Non seulement les temples descendent du ciel, mais aussi les principes divins et les armes des dieux, et les hymnes aux temples se réfèrent souvent au ciel comme leur lieu d'origine. De nobles pouvoirs divins (ME) du ciel ont été envoyés au temple d'E-melem-kush, qui est le siège de Nuska, le chambellan d'Enlite.

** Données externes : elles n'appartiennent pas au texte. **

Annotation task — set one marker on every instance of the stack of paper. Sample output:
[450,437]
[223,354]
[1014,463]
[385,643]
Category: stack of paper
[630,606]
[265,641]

Mur décoré du temple d'Eanna dédié à Inanna, déesse de l'amour et de la guerre

"O E-melem-kush (Maison de la lueur menaçante) regorgeant de grand étonnement, Esh-mach (Magnifique Sanctuaire) dans lequel les principes divins (MOI) ont été envoyés du ciel, ta tête dans le bureau princier, le chambellan E-Kur, le pilier avec la galerie, ta maison… la plate-forme à baldaquin.
Les temples sont souvent décrits comme rayonnants, parfois dotés d'une lueur divine ou effrayante (sumérienne appelée melam). Les dieux eux-mêmes sont également revêtus de cet "éclat effrayant", interprété par les experts comme une horreur sacrée. Les objets volants de la Bible et des légendes indiennes sont également décrits et illustrés comme brillants. Il est donc probable que les vêtements des dieux et leurs habitations aient pu être faits d'un matériau brillant et rayonnant, probablement du métal, qui a sans aucun doute fait une impression étonnante sur les anciens habitants de Sumer.

Plateforme d'atterrissage

Les extraits individuels de l'hymne sur les temples indiquent que les dieux descendaient sur leurs pieds dans leurs établissements célestes et assis sur une plate-forme qui a été construite spécifiquement à cet effet. Le motif d'un dieu qui construit une plate-forme d'atterrissage se trouve également dans l'histoire biblique d'Ezéchiel.

Illustration: temples d'Erid construits sur une plate-forme surélevée

La construction de temples et de bâtiments sous le commandement de Dieu sera discutée plus en détail dans d'autres parties de la série.